SBC News Insight: Experts comment on potential Ladbrokes Gala Coral merger

Insight: Experts comment on potential Ladbrokes Gala Coral merger

ladscoral
Ladbrokes CEO Jim Mullen , Gala Coral CEO Carl Leaver

The potential merger UK legacy gambling operators Ladbrokes and Gala Coral has sent the industry into speculative overdrive as commentators and industry analyst try to gauge the effect of the heavyweight merger on the industry’s landscape.

Both Ladbrokes and Coral’s governance have admitted that the merger talks are real and in action, Ladbrokes issued a statement to the FTSE market, while Gala Coral CEO Carl Leaver addressed staff at Stratford and Gibraltar on the “exciting development”.

The combined resources of the companies would form the UK biggest betting operator with a reported 4000 retail betting shops, leapfrogging current market leader William Hill’s 2400. The merger would be treated as a takeover of Ladbrokes by Coral who are owned by group of private equity firms.

As the betting industry reaches past the halfway mark of 2015, the Ladbrokes/Coral merger has surprised media and sector analysts as Ladbrokes are currently restructuring their executive management team under new CEO Jim Mullen. 

Furthermore in March Gala Coral governance had stated that the operator was preparing for a post UK General Election IPO following the sale of a large portion of its UK bingo halls and the announcement of a record breaking 2014 with the company recording EBITDA earnings of £260 million.

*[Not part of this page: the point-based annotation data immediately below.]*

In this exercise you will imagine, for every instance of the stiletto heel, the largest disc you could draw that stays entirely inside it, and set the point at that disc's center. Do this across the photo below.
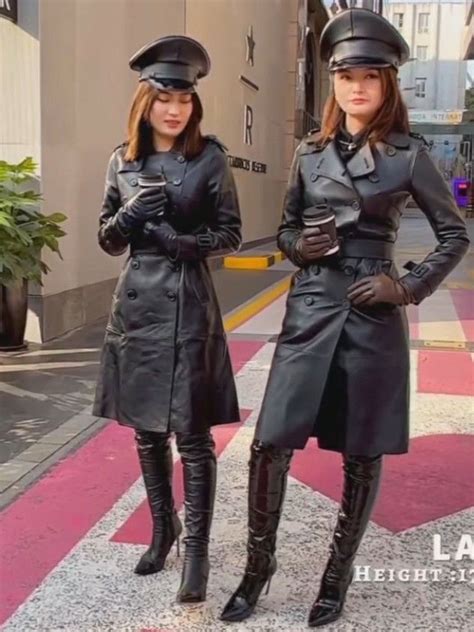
(361, 481)
(269, 583)
(267, 483)
(199, 468)
(156, 462)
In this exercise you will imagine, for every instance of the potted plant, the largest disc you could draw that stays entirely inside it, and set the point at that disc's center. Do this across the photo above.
(24, 232)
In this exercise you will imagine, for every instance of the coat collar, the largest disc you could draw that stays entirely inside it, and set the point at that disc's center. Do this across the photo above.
(398, 139)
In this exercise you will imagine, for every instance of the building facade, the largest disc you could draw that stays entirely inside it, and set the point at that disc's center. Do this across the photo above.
(433, 81)
(64, 66)
(435, 77)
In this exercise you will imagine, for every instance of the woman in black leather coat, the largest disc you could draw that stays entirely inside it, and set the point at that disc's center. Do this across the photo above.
(165, 364)
(341, 366)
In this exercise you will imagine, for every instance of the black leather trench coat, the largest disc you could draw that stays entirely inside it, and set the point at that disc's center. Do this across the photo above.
(165, 363)
(341, 373)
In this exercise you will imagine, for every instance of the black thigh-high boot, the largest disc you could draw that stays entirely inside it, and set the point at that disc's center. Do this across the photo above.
(199, 468)
(156, 461)
(361, 484)
(268, 470)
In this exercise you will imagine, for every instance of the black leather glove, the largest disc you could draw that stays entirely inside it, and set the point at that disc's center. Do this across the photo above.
(164, 236)
(378, 289)
(313, 244)
(146, 204)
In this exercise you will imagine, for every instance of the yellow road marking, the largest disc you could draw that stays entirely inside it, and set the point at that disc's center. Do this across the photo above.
(242, 314)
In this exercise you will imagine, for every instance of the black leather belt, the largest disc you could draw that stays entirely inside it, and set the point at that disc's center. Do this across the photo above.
(366, 249)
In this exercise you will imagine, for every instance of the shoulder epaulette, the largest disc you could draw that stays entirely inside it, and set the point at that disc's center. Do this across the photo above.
(213, 139)
(419, 137)
(124, 144)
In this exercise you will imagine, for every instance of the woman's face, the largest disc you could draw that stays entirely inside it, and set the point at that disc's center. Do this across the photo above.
(170, 113)
(358, 92)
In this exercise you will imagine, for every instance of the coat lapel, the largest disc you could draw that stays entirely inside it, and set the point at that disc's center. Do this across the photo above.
(329, 164)
(362, 163)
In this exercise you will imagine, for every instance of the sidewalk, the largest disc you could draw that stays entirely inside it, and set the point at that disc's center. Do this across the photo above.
(71, 541)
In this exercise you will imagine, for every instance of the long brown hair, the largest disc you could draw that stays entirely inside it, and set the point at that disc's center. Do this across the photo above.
(391, 117)
(140, 135)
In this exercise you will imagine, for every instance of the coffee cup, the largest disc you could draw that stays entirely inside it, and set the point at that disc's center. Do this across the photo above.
(322, 216)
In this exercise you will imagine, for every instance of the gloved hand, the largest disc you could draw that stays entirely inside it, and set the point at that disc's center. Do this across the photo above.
(378, 289)
(313, 244)
(144, 205)
(164, 236)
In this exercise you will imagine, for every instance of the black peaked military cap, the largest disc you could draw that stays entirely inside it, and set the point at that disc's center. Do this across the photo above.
(360, 37)
(174, 62)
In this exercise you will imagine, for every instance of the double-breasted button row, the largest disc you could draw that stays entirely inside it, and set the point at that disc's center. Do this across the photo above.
(309, 300)
(176, 181)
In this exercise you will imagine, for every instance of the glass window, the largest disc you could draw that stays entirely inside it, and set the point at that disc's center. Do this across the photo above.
(423, 22)
(398, 20)
(422, 53)
(420, 87)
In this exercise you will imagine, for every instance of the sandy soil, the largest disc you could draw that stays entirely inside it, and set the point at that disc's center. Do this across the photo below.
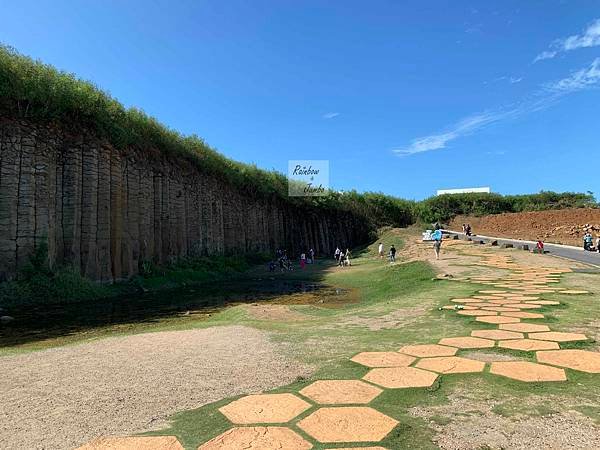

Edison Investment Research’s analyst Eric Opara commented on yesterday’s shock news

“The proposed merger is about driving Ladbrokes digital offering where it significantly lags William Hill. The recently introduced point of consumption tax increases the rewards for scale in online betting so this deal makes a lot of sense.

“Investors would do well to remember that Ladbrokes have attempted this merger before in 1998 when Peter Mandelson stepped in to veto the move on competition grounds. The huge growth in the significance of the online space has certainly reshaped the competitive landscape since then, but any proposed merger may still come with conditions with respect to the company’s high street shops.”

Ladbrokes/Coral has placed the UK gambling sector at the centre of UK business commentary and analysis. Professor Nigel Driffield of Warwick Business School, a specialist in researching corporate mergers noted that the merger gains for Ladbrokes were clear.

“What is clear is that the motivation from Ladbrokes’s perspective is access to Gala Coral’s online presence. Ladbrokes has tried to develop that platform, but it does not appear to have been particularly successful, due to its lack of appeal with its core customers – ie people who bet on sport.

Driffield states that a point of interest in the merger will be the operators’ combined approach to its potentially vast retail operations.

“What is interesting is the number of betting shops that this merged entity would have at a time when Ladbrokes has closed a number of its own shops, and so I would expect to see further rationalisation of shops after the merger. Typically, however, Coral’s shops tend to be in slightly wealthier areas than the other major chains, with Ladbrokes more evenly spread. Equally, Ladbrokes appear to have said that it has no interest in Gala Retail, the high street bingo operation.

“This merger was proposed some 17 years ago. For it to have re-surfaced, even without the Bingo business, makes one assume they may have already been given the nod by the competition authorities. The online market has made the sector much more competitive than it was, so one assumes that the main motivation for this is a desire to reduce operating costs both online and in the high street through rationalisation.

“Reverse takeovers usually refer to the shares of the purchased company being put into a holding company, which is then 100 per cent owned by the acquiring company. In this case, whether both brands will survive is less than clear, but it is clearly felt that the Gala Bingo brand is strong, and is not to be included in this.”

Coral governance has stated that a planned merger with Ladbrokes would likely take up to 12 months to complete.

To date the sector has seen its fair share of failed corporate mergers most notably the creation of bwin.party in 2011. Through its merger bwin.party had achieved a valuation of £4.8 billion, however having failed to create corporate synergies and having further recorded steep declines in product performance bwin.party has seen its corporate value drop to £800 (March 2015). Ladbrokes and Gala Coral governance and investors will be hoping for a different outcome should their merger become a reality.